Other than bad memories of fast-moving black clouds of dread that sent me hand-swishing and running full tilt in the other direction - and having to wear a head net for the better part of June as a kid - I’d forgotten about the tiny, biting, blood-extracting monsters.
Mom said the mosquitoes hatch at the same time and that we’d better bring bug repellent.
I don’t like bug repellent. I don’t like anything on my skin.
Thom being from New Jersey and with limited experience with Maine, took his cues from me so we nixed the bug repellent. We did bring a couple of loose-fitting head nets, just in case.
The day before Memorial Day was perfect and I was heartened. Mom was wrong! The night was good too, with about 5 whining mosquitoes over the course of the night, allowing us to sleep long and comfortably in the silence of the woods. We made plans to jack up the tilted shed the next day and I had spotted some fabulous ferns destined for a Cape Cod garden that I planned to dig up.

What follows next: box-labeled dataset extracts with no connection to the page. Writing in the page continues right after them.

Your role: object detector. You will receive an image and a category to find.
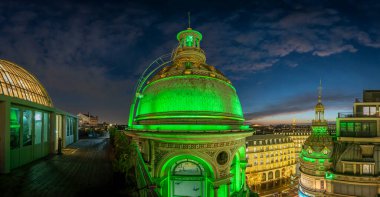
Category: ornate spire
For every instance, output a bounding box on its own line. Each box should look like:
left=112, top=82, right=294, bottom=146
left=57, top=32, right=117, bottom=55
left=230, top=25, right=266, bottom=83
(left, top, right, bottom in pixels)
left=187, top=12, right=191, bottom=29
left=318, top=79, right=322, bottom=103
left=173, top=16, right=206, bottom=66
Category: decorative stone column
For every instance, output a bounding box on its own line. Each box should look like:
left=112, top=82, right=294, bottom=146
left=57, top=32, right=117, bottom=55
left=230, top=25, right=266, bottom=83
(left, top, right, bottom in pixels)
left=214, top=186, right=219, bottom=197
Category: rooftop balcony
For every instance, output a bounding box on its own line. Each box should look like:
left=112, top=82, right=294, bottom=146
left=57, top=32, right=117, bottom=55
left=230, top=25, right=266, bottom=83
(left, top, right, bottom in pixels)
left=339, top=131, right=377, bottom=138
left=338, top=112, right=380, bottom=118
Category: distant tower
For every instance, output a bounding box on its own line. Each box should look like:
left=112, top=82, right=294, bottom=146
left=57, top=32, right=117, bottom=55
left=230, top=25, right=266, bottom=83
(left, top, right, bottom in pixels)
left=299, top=82, right=334, bottom=196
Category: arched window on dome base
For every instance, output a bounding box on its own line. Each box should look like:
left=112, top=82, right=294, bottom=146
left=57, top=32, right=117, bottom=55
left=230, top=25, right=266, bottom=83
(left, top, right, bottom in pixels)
left=160, top=155, right=214, bottom=197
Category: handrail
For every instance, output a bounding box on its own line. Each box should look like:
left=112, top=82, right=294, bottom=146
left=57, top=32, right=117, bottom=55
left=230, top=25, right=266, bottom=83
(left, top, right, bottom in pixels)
left=338, top=112, right=380, bottom=118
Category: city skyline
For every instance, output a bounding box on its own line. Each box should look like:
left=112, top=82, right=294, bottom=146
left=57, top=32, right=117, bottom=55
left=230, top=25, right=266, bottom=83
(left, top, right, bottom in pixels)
left=0, top=1, right=380, bottom=124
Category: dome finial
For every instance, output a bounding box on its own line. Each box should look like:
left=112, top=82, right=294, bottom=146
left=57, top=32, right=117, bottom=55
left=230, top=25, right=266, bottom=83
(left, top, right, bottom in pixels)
left=187, top=12, right=191, bottom=29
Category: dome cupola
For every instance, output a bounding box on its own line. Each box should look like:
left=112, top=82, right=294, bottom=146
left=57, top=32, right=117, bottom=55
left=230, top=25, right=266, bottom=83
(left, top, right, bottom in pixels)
left=133, top=28, right=248, bottom=130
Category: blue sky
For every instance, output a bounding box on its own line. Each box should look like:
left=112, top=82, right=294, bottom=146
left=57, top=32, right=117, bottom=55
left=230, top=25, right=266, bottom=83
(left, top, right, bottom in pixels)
left=0, top=0, right=380, bottom=124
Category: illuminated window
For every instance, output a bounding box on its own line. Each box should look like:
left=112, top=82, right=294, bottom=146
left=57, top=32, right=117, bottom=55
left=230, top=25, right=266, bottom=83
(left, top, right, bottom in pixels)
left=0, top=60, right=52, bottom=106
left=22, top=110, right=32, bottom=146
left=363, top=164, right=372, bottom=174
left=10, top=108, right=20, bottom=149
left=173, top=161, right=204, bottom=175
left=34, top=111, right=42, bottom=144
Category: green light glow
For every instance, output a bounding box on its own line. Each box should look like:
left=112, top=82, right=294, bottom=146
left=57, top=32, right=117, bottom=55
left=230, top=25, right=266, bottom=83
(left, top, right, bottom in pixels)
left=136, top=75, right=243, bottom=124
left=10, top=109, right=20, bottom=129
left=185, top=35, right=194, bottom=47
left=132, top=124, right=250, bottom=132
left=325, top=172, right=335, bottom=180
left=302, top=156, right=315, bottom=163
left=177, top=29, right=202, bottom=41
left=312, top=126, right=327, bottom=134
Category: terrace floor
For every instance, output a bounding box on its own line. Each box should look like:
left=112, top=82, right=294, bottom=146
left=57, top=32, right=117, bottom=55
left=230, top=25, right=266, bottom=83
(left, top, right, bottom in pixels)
left=0, top=137, right=125, bottom=197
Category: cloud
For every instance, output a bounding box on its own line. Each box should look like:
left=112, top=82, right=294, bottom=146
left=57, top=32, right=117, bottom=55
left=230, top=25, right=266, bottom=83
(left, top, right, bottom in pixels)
left=193, top=6, right=380, bottom=74
left=244, top=92, right=354, bottom=121
left=0, top=3, right=156, bottom=123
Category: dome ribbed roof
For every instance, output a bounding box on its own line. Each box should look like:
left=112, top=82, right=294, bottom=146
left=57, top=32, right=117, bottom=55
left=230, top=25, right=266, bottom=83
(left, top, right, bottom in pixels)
left=0, top=59, right=53, bottom=107
left=134, top=29, right=244, bottom=129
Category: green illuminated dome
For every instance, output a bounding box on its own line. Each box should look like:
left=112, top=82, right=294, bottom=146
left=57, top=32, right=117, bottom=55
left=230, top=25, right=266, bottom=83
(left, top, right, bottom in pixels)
left=134, top=28, right=244, bottom=129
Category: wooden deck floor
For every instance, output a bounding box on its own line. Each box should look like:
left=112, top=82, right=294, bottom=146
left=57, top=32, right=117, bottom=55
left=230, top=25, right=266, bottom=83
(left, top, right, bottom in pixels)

And then, Memorial Day hit.
It didn’t come…it hit, bringing with it all the blackflies and freshly hatched mosquitoes released from the depths of hell and starving for blood.
Shocked, we donned our head nets and bravely headed outside to jack up the shed. The shed didn't especially want to be jacked up, and the process wasn't going smoothly.

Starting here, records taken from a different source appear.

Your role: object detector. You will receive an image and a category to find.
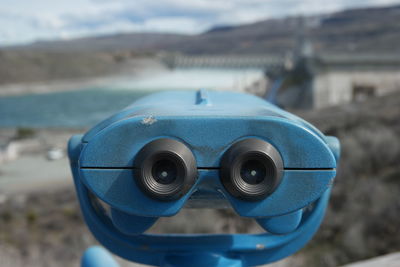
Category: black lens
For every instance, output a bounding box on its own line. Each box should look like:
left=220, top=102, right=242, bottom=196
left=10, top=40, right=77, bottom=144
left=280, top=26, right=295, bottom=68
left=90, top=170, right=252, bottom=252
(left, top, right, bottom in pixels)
left=134, top=138, right=197, bottom=200
left=152, top=159, right=178, bottom=184
left=221, top=138, right=283, bottom=200
left=240, top=160, right=267, bottom=184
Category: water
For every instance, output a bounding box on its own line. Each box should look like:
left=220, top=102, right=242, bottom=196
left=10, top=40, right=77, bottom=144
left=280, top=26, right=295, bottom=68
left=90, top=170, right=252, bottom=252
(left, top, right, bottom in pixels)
left=0, top=89, right=156, bottom=128
left=0, top=70, right=260, bottom=128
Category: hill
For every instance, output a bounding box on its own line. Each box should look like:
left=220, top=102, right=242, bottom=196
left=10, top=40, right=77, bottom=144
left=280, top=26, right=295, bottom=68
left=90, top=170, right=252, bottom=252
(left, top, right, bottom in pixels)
left=5, top=5, right=400, bottom=54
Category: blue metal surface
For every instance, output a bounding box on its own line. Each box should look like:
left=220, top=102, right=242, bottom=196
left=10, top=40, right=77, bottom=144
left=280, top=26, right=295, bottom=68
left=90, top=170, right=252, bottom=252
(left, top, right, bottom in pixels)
left=69, top=91, right=340, bottom=266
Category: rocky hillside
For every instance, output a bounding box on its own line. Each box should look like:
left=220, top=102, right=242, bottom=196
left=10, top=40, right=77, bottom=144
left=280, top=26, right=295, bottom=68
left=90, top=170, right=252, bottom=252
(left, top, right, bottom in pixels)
left=9, top=5, right=400, bottom=54
left=0, top=6, right=400, bottom=84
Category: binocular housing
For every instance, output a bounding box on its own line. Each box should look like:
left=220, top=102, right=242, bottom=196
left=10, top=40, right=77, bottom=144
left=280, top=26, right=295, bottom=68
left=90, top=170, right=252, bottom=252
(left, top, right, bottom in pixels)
left=69, top=91, right=340, bottom=266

Thom, as with most men, lacks hips that are helpful in holding up a pair of pants. I observed this, while being reminded of a well-known American mantra to try to get kids off drugs. I hoped the blackflies would indeed “say no to crack,” but they proceeded, undaunted, with their terrible mission while an army of mosquitoes assisted.
Tom eventually gave up the slapping routine and ran to the camp while I ran to the ferns. The ferns weren’t anxious to move to Cape Cod and resisted me for a good half hour, enough time for the blackflies to get into my loosened head net to chew on my face and neck along with my wrists and ankles.
After a horrid night with troops of mosquitoes that forced us to make a tent under the sheets, we went out in search of better head nets. After all, we had the entire leaking roof to cover with roof paper as a stop-gap, pre-reroofing measure before heading back to the Cape.
The manager at the lumber store had no idea where one could buy a head net. He’d “given blood” on Memorial Day too, he said, but then, he gets used to it. I later heard that my brother, two hours further north, had experienced the same low-hanging pants problem as Thom and he also gave his part to the continuance of the blackfly species.
We eventually found better head nets and some strong repellent…that I applied freely to both of us. Nary a bug bothered us on the roof all afternoon. Or maybe they were just afraid of heights.
Tom scratched for days. I scratched for weeks. The ferns are still looking lush in a shady Cape garden and we hear that the cabin is dry. The shed is as we left it, half sunk and half raised. The bulk of the bugs leave by July 4th so it’s safe to return to camp…or so says Mom who seems to know all things. Mom says the bullfrogs eat them up. Maybe she’s right. She has been right before.